Byrd Amendment (1971)

Harry F. Byrd, Jr., United States Senator from Virginia, proposed the amendment, which came to bear his name.

The Byrd Amendment—named for its author, Senator Harry F. Byrd, Jr. of Virginia—was a 1971 amendment to the U.S. Federal Strategic and Critical Materials Stock Piling Act. It created an exception in the United States embargo of Rhodesia regarding chrome ore, the main alternative source for which was the Soviet Union. Rhodesia, run by a mostly white minority government, was unrecognised internationally and under a United Nations trade boycott following its 1965 Unilateral Declaration of Independence from Britain.
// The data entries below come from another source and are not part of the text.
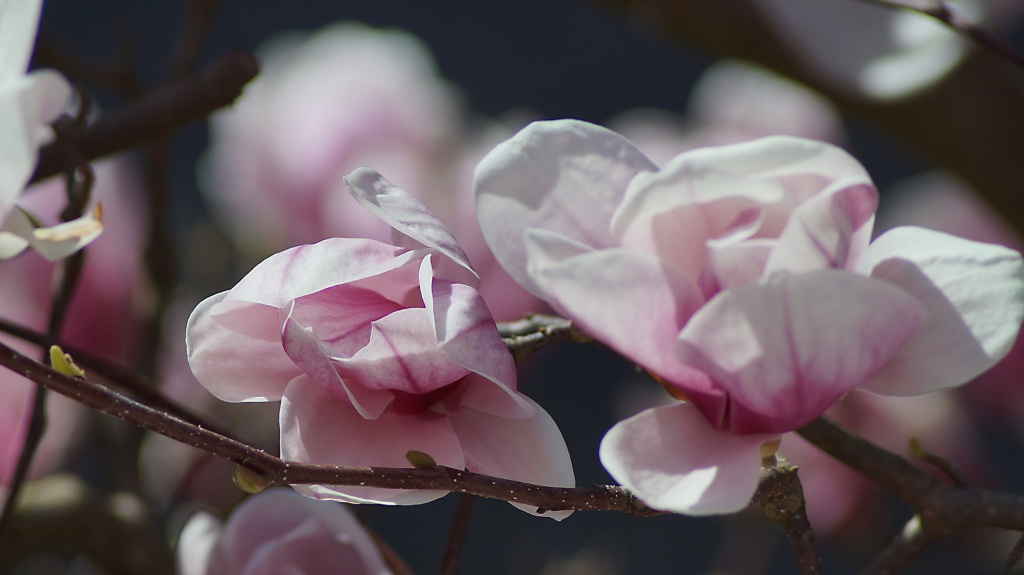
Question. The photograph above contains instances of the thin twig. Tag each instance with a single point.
(457, 535)
(526, 336)
(279, 472)
(159, 114)
(947, 15)
(112, 372)
(781, 498)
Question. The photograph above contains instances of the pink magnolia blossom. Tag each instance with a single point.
(374, 350)
(732, 101)
(346, 96)
(275, 532)
(741, 277)
(879, 51)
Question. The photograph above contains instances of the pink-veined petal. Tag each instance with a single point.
(282, 525)
(673, 214)
(244, 362)
(465, 333)
(974, 294)
(307, 352)
(821, 231)
(306, 269)
(652, 302)
(675, 460)
(565, 176)
(317, 428)
(18, 20)
(528, 449)
(196, 543)
(786, 349)
(404, 213)
(401, 355)
(781, 157)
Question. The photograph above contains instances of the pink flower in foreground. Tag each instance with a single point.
(375, 351)
(741, 277)
(275, 532)
(28, 103)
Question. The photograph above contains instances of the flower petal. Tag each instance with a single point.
(306, 350)
(197, 541)
(974, 294)
(652, 301)
(18, 20)
(317, 428)
(822, 232)
(675, 460)
(786, 349)
(243, 361)
(523, 449)
(306, 269)
(565, 176)
(404, 213)
(281, 525)
(465, 332)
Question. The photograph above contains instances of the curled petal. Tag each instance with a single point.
(307, 269)
(56, 242)
(401, 355)
(974, 294)
(675, 460)
(404, 213)
(318, 428)
(18, 19)
(241, 359)
(564, 176)
(822, 231)
(674, 213)
(652, 302)
(786, 349)
(528, 449)
(465, 333)
(196, 543)
(306, 350)
(280, 529)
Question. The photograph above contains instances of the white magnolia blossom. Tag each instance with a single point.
(877, 51)
(28, 102)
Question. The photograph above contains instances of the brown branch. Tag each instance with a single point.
(280, 472)
(159, 114)
(945, 14)
(113, 372)
(943, 509)
(910, 541)
(781, 498)
(457, 535)
(526, 336)
(972, 123)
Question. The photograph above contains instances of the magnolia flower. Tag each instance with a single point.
(28, 103)
(732, 101)
(375, 351)
(326, 103)
(742, 279)
(279, 531)
(345, 96)
(878, 51)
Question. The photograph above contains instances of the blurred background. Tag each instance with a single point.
(421, 90)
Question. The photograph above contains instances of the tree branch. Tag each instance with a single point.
(944, 13)
(781, 498)
(971, 124)
(159, 114)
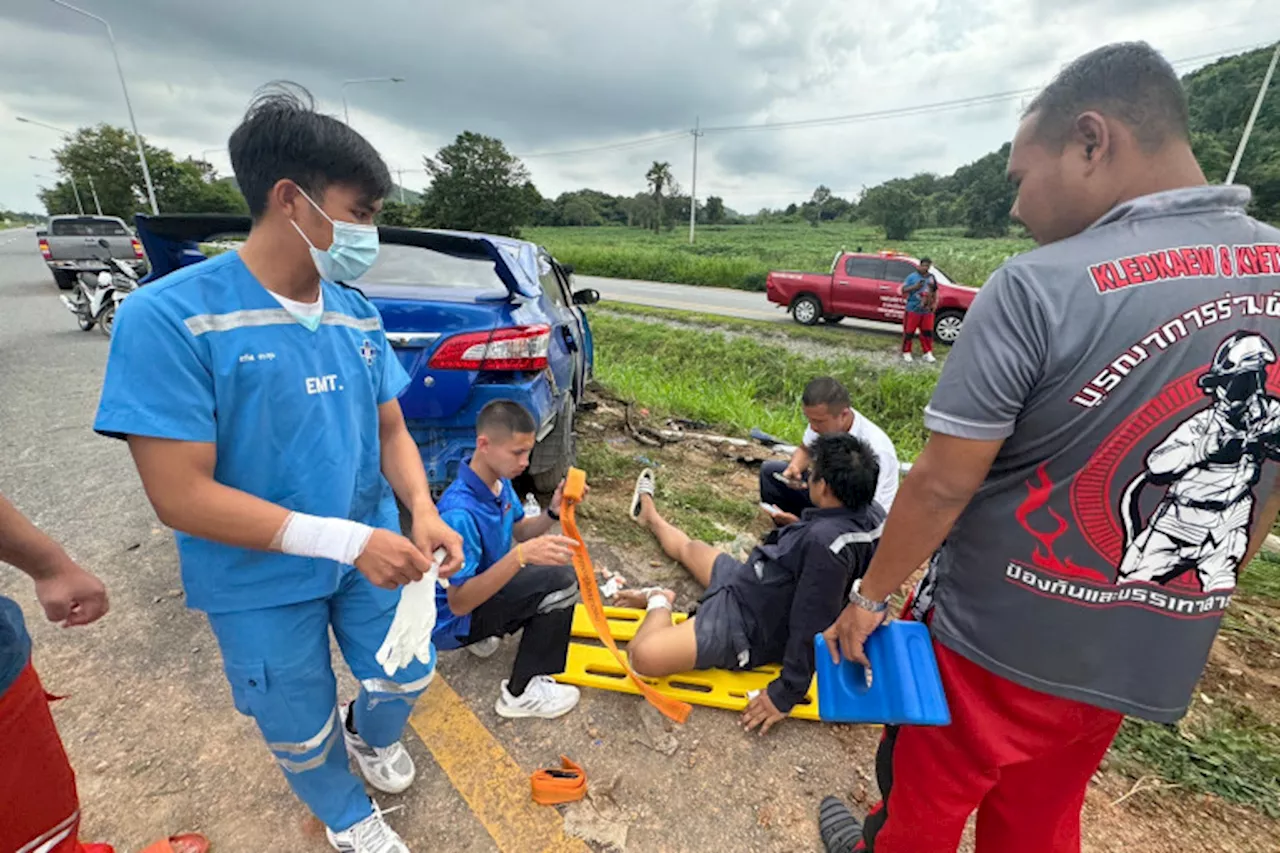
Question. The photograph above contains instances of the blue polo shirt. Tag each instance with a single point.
(484, 520)
(208, 355)
(14, 643)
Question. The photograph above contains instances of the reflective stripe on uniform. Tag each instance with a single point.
(364, 324)
(391, 688)
(311, 743)
(53, 838)
(251, 318)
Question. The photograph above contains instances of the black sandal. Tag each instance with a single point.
(840, 830)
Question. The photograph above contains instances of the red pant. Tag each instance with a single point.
(1022, 758)
(37, 787)
(913, 322)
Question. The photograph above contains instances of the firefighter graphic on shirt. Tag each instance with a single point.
(1208, 466)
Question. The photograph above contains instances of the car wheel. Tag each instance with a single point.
(106, 320)
(807, 310)
(946, 328)
(553, 456)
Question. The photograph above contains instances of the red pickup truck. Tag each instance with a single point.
(867, 287)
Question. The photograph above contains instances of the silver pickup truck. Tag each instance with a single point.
(73, 245)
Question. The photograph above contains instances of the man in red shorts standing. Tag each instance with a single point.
(1100, 470)
(39, 806)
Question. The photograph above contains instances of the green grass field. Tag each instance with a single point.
(740, 256)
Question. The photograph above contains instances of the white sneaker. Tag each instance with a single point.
(370, 835)
(543, 698)
(388, 769)
(488, 647)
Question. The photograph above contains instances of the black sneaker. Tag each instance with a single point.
(840, 830)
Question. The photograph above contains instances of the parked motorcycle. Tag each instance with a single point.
(99, 292)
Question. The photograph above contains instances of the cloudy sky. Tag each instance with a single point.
(577, 81)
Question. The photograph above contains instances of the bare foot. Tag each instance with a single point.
(640, 597)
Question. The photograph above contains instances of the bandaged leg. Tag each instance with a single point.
(277, 661)
(362, 615)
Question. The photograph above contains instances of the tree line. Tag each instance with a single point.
(478, 185)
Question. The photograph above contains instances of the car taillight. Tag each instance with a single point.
(520, 347)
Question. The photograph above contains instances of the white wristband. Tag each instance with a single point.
(310, 536)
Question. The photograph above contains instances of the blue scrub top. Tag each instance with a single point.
(484, 520)
(208, 355)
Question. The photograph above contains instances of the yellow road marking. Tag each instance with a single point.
(487, 776)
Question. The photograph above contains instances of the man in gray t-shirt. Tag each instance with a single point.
(1101, 468)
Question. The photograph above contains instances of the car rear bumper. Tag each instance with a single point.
(447, 443)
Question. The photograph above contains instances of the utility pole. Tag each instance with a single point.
(693, 191)
(97, 205)
(1253, 117)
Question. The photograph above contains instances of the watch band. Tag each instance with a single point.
(856, 597)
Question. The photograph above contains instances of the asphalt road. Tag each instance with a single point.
(147, 719)
(158, 746)
(708, 300)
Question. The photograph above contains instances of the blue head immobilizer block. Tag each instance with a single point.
(905, 689)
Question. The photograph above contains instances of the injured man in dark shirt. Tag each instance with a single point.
(768, 609)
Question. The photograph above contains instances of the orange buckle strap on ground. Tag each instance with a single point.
(553, 787)
(575, 489)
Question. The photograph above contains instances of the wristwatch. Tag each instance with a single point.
(856, 597)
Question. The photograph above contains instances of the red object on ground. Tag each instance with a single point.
(1022, 758)
(37, 785)
(867, 286)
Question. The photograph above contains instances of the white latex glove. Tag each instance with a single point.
(410, 634)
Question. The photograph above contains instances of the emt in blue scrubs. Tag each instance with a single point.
(259, 400)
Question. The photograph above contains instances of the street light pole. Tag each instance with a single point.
(346, 112)
(97, 205)
(1253, 117)
(137, 137)
(693, 190)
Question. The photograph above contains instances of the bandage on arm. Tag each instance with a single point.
(310, 536)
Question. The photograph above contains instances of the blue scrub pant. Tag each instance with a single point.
(278, 664)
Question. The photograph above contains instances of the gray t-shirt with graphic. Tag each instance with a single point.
(1132, 373)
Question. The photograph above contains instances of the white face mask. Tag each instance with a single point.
(352, 252)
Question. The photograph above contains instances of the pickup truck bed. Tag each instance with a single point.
(73, 245)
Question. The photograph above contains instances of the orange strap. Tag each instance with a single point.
(575, 489)
(563, 785)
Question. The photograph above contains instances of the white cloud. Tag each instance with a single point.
(562, 74)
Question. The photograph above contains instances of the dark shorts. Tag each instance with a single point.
(720, 626)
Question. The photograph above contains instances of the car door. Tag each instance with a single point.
(581, 331)
(855, 287)
(565, 352)
(892, 304)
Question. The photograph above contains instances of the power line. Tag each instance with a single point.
(611, 146)
(830, 121)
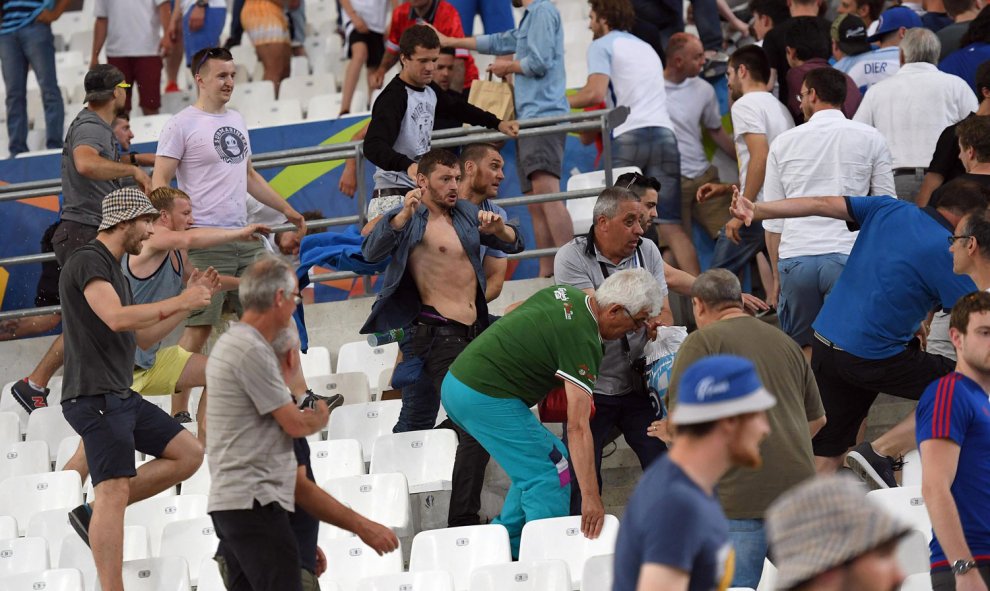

The Byrd Amendment, despite breaching UN sanctions, was passed by the United States Congress because of Cold War considerations. It was declared a violation of international law by Diggs v. Schultz in 1972, but was not repealed until 1977, when newly elected President Jimmy Carter successfully pushed Congress to do so.[1]

References

Notes
  1. Borstelmann 2003, pp. 236–237
Bibliography
  • Borstelmann, Thomas (September 2003). The Cold War and the Color Line: American Race Relations in the Global Arena. Cambridge, Massachusetts: Harvard University Press. ISBN 978-0674012387.